Единственное, что я помню достоверно, - это то, что новая учительница литературы Зоя Трофимовна вдруг пробудила у меня интерес к литературе. Учась у Людмилы Дмитриевны, я слушала и не слышала, о чем она вещала на уроках, про каких писателей рассказывала? Она рассказывала, но серо и невыразительно. Что же касается Зои Трофимовны, ее уроки были великолепны, я до сих пор помню досконально многие цитаты из «Горя от ума» Грибоедова,  мало того, я знаю все, что в этой поэме происходило, имею представление о каждом основном и второстепенном персонаже вроде княгини Марьи Алексевны. С Грибоедова началось мое знакомство с литературой. Потом,  во взрослой жизни я иногда встречалась на улице с Зоей Трофимовной, и мы даже подолгу говорили о разном и понимали друг друга.
Как я понимаю теперь, это было, скорее всего, волевое решение Людмилы Дмитриевны, которая просто избавилась от меня, возможно, из-за моей мамы, и никто ее не одернул, не вник и не остановил. Ведь как-то директор тоже был в курсе этого перевода. Что-то мне вспоминается, не был ли уже тогда директором школы отец Людмилы Дмитриевны? Да, вероятнее всего: он появился на этой должности, когда еще у меня было все хорошо. 
Видимо, тут, наконец, реально  мама подключилась к проблеме со всем  ее нонконформизмом, так как скоро я была переведена в первую школу -  в тот самый класс, в котором я  училась в четвертом классе после переселения в новый Бердск, пока не сдали в эксплуатацию мою девятую школу. Никаких разговоров об этом переводе у нас с мамой никогда не было.
Несколько человек от того, четвертого класса, слава Богу, осталось, и мне показалось, что я как бы вернулась домой после долгого отсутствия.

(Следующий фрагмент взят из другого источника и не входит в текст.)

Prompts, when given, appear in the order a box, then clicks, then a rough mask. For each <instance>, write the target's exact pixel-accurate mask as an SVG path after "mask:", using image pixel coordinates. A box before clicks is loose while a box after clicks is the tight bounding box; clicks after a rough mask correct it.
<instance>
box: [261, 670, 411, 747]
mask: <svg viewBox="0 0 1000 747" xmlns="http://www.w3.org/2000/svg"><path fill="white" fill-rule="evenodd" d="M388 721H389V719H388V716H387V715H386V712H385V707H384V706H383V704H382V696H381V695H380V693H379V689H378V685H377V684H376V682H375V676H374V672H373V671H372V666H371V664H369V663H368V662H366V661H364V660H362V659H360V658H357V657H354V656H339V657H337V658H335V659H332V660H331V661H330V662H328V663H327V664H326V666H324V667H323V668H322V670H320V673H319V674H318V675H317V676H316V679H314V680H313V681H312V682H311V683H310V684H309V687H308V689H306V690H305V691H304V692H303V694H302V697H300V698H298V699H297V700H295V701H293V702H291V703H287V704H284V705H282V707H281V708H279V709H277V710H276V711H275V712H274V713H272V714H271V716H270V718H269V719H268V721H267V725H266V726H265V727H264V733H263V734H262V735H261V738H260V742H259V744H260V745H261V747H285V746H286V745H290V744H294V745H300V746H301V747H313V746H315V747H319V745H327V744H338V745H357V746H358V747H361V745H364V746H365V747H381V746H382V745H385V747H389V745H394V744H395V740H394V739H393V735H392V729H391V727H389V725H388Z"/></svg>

Меня встретили хорошо, приняли как родную, вроде я оттуда и не уходила. Вы не поверите, мы и до сих пор с этим классом встречаемся – раз в год или иногда пропускаем годик – чаще не получается: у всех дачи, внуки, правнуки, масса разных забот. Нам уже хорошо за семьдесят, но встречаясь, мы ощущаем нашу дружбу как наше Отечество. Совсем как у Пушкина: «Нам целый мир чужбина, Отечество нам – Царское Село». А нам Отечество было и остается – первая школа. А девятая – она для меня осталась как бы троюродная.

                Конец третьей части.